This talk will summarize results from a three year investigation that was performed under a US FDA-BAA sponsored project (Grant 1U01FD007758-01). Over the past decade, biopharmaceutical manufacturers and the regulators have come to some level of consensus on a number of typical critical quality attributes that exist for a biotherapeutic product and the various analytical methods that can be used to monitor them. Demonstration of analytical and functional similarity of a biosimilar product to the respective innovator product is the foundation of a biosimilar manufacturer’s regulatory filing. A key challenge when performing these activities is that the excipients and species in the formulation interfere with the typical set of analytical and functional tools that are otherwise routinely used for characterization and comparability of drug substances. As a result, the biosimilar manufacturers resort to a variety of approaches to isolate the biotherapeutic protein from the drug product formulation but this introduces an uncertainty about the impact of this isolation on product degradation and the results obtained thereafter.
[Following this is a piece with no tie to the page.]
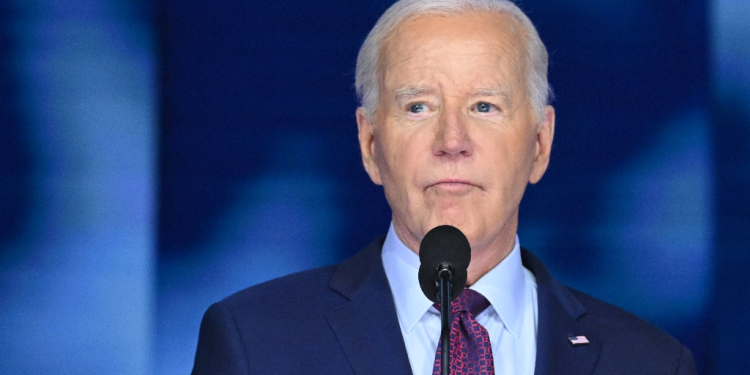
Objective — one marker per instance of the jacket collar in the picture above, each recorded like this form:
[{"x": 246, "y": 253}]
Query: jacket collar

This talk will discuss the various challenges that a biosimilar manufacturer faces when performing analytical and functional comparability assessment of biosimilars. These include role of extraction of product from the drug product and interference of the various excipients in analysis using the various tools that are routinely used in this analysis.
Learning Objectives:
How does extraction of a protein from drug product impact protein structure?
Do excipients interfere with analytical and functional methods that are routinely used for analytical and functional comparability assessments
Are their analytical approaches that can effectively manage excipient interference?